Stop Pollution lancia la sua campagna di forum a Bouchemma. Altro borgo vicino al complesso chimico, è colpito soprattutto dalle emissioni di gas — ammoniaca, diossido di zolfo — della fabbrica del Gct. In questa notte del 4 giugno, mentre i camini fumano in lontananza, Khayreddine Debaya e gli attivisti di Stop Pollution incontrano un gruppo in sit-in davanti al cantiere di una nuova unità di trattamento di gas in costruzione nella zona industriale. L’obiettivo è di mettere in luce i problemi che incontrano gli abitanti, raccogliere delle testimonianze e tentare di mediatizzarle.
Le persone si esprimono a turno. I presenti denunciano l’inquinamento reclamando assunzioni nella zona industriale per gli abitanti di Bouchemma. Il Gct è l quinta impresa di Tunisia, con un giro d’affari di 540 milioni di euro e impiega 3700 persone nel suo sito di Gabès. L’atmosfera è elettrica. Una ragazzina prende il microfono. «Questa mattina eravamo in aula a studiare. Diversi compagni hanno iniziato a sentirsi male». Dall’alto dei suoi 9 anni Chatha parla con sicurezza e con particolare forza. È venuta a testimoniare insieme ad altri bambini. Il 4 maggio un rilascio di ammoniaca da parte del Gct in pieno giorno arriva alla scuola della cittadina, causando problemi respiratori a numerosi allievi. Anche Chatha ha sofferto di una crisi d’asma acuta. «Il professore è caduto a terra, il direttore ci ha messo troppo tempo a reagire». Le ambulanze non arrivano, e sono quindi i genitori degli allievi che si mobilitano d’urgenza per portare gli allievi colpiti all’ospedale. L’ospedale propone la terapia abituale: un’ora sotto ossigeno per i bambini. Nessuna diagnosi e una semplice giustificazione d’assenza per gli scolari.

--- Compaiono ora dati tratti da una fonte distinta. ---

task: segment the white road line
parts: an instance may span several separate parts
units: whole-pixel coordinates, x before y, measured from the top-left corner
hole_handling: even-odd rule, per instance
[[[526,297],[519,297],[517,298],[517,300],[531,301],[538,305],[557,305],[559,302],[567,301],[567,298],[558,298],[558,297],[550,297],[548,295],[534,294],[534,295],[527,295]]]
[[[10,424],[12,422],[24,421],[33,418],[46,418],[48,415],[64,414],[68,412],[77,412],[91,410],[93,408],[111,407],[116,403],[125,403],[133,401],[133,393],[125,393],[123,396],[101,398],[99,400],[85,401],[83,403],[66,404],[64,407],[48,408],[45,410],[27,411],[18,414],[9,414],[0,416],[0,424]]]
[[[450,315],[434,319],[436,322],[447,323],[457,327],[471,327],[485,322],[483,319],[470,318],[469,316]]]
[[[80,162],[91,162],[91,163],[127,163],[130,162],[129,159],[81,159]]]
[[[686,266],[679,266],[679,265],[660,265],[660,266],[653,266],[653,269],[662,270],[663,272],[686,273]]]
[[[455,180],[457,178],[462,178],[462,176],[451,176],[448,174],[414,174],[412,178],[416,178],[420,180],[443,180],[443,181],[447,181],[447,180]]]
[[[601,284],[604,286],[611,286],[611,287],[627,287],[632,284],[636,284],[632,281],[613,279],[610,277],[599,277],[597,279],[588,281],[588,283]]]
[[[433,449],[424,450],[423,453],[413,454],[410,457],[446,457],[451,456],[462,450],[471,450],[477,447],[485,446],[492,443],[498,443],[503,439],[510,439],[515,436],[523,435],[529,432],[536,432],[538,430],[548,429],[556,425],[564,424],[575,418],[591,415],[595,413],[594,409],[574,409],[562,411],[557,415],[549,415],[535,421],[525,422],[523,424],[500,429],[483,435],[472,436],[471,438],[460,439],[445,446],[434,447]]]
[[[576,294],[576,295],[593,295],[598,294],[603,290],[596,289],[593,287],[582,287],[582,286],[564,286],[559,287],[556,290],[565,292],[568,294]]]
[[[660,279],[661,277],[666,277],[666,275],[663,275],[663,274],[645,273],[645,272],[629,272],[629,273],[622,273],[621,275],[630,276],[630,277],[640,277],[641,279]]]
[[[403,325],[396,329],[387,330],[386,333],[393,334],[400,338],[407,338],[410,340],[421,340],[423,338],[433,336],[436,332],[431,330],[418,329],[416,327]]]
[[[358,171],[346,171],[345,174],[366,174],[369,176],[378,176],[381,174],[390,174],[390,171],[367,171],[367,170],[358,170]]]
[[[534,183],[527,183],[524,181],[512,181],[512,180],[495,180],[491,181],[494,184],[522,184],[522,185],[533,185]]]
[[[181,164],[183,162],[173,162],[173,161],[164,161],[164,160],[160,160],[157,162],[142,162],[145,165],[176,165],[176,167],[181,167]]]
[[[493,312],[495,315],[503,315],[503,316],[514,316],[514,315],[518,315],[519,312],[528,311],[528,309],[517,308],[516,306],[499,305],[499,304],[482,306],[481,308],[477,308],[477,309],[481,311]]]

L’OpenData per censire le patologie
Impossibile trovare un’indagine epidemiologica sulla zona di Gabès. «La catastrofe del fosfogesso è anche la sua radioattività e i suoi effetti sulla salute. Si sono constatate molte patologie che possono essere legate alla radioattività: malformazioni, diversi tipi di cancro, problemi di fertilità. E le emissioni di gas aggiungono i problemi respiratori», constata con amarezza Nader Chkiwa. Fino a tempi recenti i bambini facevano il bagno nel mare di Chott Essalam, venendo direttamente a contatto col fosfogesso. «Soltanto tre anni fa lo Stato ha ufficialmente riconosciuto che la balneazione era vietata». L’associazione lavora anche al censimento delle patologie, ma manca di mezzi. Nader spera di poterlo rilanciare con l’aiuto di strumenti collaborativi scoperti durante un laboratorio con degli attivisti dell’OpenData.
Il 5 giugno il collettivo di associazioni Sakr El Masb ha organizzato la sua quinta manifestazione dalla chiamata allo sciopero. Qualche centinaio di persone è sceso per le vie di Gabès fino alla sede della Compagnia Tunisina dei Fosfati. Khayreddine Debaya e Nader Chkiwa vi partecipano anche se sono su posizioni più radicali. «Bisogna smantellare lo stabilimento e metterlo in una zona dove non c’è il mare o abitazioni contigue», spiega il coordinatore di Stop Pollution. «Aspettiamo il prossimo annuncio», bisbiglia l’attivista di Chott Essalam. Se l’interruzione degli scarichi di fosfogesso nel mareper loro non è altro che una tappa, hanno deciso di essere presenti perché la mobilitazione della popolazione resta essenziale dopo essere stati ampiamente scoraggiati dalle promesse non mantenute. «Tutti a Gabès devono essere solidali, con una visione comune che è lo smantellamento della zona industriale, e non solo della fabbrica Gct. Ci sono più di 20 stabilimenti inquinanti nella zona», commenta Nader Chkiwa, consapevole che la battaglia è ben lontano dall’essere vinta. Di una sola cosa è certo «Gli abitanti hanno pagato abbastanza».